Merging Data and Applying Weights_Using SPSS.qmd

---
title: "Exercise 2 : Using SPSS"
format: html
editor: visual
mainfont: "Arial"
title-block-banner: "white"
title-block-banner-color: "#742082"
toc: true
smooth-scroll: true
toc-location: right
css: ukds.css
background-size: "15%"
background-position: "left top"
background-repeat: "no-repeat"
padding-left: "50px"
padding-top: "100px"
background-origin: "content-box"
text-align: left
margin-top: "30px"
margin-bottom: "30px"
title-color: "#742082"
h1-color: "#742082"
h2-color: "#742082"
h3-color: "#742082"
h4-color: "#742082"
---

In this exercise, we merge data from the Family Resources Survey (FRS), 2022-2023 financial year to explore the association between variables available in different FRS datasets and to assess the effect of survey weights on the results using SPSS.

# Getting started

## 1. The dataset

The dataset we will be using in this exercise is the [Family Resources Survey, 2022-2023](https://beta.ukdataservice.ac.uk/datacatalogue/studies/study?id=9252). These data are [safeguarded](https://www.ukdataservice.ac.uk/get-data/data-access-policy). You can download them from the UK Data Service after [registration](https://ukdataservice.ac.uk/help/registration/registration-login-faqs/).

To get the Family Resources Survey (FRS), 2022-2023 dataset, go to the data [catalogue page](https://beta.ukdataservice.ac.uk/datacatalogue/studies/study?id=9252), login to your account (create an account if you do not already have one), download and save the SPSS version, which we will use in this exercise.

Create a new folder to save the downloaded data and analysis work in appropriate location on your machine and give that folder a name.

The exercise below assumes that the dataset has been saved in a new folder named UKDS on your Desktop (Windows computers). The path would typically be `C:\\Users\\YOUR_USER_NAME\\Desktop\\UKDS`. You can change it to the location that best suits you.

Remember to adjust the code below to match the location of the data on your machine.

The FRS is a hierarchical dataset provided every year in multiple data files (known as ‘tables’ in the FRS language).

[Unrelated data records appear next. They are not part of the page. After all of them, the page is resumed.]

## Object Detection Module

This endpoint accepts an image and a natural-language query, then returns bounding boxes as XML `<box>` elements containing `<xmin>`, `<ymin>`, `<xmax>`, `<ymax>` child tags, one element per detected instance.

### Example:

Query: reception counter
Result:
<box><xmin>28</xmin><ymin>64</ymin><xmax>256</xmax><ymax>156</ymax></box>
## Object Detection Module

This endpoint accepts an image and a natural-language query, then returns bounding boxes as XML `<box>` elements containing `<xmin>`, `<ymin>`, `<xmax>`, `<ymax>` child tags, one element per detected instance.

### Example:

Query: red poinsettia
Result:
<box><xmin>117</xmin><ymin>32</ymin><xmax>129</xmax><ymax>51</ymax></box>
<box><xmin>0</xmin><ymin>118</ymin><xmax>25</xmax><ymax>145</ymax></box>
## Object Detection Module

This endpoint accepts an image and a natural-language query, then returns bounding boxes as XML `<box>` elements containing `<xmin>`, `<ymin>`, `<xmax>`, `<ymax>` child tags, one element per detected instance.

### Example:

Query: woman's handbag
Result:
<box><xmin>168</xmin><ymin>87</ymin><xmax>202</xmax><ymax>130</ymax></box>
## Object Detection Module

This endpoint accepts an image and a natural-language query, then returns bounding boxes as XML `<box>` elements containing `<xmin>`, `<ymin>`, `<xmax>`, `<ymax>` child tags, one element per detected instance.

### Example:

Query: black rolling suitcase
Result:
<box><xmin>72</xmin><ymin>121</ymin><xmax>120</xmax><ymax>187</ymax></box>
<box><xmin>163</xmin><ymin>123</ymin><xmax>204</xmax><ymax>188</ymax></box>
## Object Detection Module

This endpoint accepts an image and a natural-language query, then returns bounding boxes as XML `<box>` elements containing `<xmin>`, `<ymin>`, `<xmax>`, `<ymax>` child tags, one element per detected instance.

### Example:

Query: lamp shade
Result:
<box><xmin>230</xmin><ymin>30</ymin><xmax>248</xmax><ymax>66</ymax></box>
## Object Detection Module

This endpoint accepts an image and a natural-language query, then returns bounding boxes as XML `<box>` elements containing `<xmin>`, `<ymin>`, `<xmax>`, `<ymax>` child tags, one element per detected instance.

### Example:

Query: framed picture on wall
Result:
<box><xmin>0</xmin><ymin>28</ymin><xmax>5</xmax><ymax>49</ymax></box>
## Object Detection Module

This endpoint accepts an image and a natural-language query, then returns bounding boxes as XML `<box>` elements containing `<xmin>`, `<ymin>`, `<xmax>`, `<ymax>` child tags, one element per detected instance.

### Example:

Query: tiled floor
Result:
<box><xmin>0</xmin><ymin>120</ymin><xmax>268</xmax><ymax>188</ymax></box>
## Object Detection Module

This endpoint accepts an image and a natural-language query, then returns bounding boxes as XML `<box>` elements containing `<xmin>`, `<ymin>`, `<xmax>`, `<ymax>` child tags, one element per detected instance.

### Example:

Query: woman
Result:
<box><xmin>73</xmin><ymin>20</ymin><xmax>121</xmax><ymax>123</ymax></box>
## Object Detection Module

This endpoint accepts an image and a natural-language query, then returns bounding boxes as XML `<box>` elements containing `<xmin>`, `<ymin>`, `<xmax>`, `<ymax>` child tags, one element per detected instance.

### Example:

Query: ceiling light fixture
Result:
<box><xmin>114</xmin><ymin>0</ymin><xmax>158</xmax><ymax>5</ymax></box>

The number of these tables varies, depending on the year of the survey. The 2022-2023 FRS has 25 tables. In this exercise, we will use the general-purpose table “adult.sav” and the specialised table “pension.sav” to:

-   Merge datasets to explore the association between variables available in different FRS tables.
-   Apply the survey weights and compare unweighted and weighted frequencies and percentages.

## 2. Setting up R

### Setting up and showing the working directory

First, define the location of the working directory at the beginning of your SPSS syntax file. You can do this using the`cd` command, which stands for “change directory”.

You can check the working directory using the `show DIRECTORY` command.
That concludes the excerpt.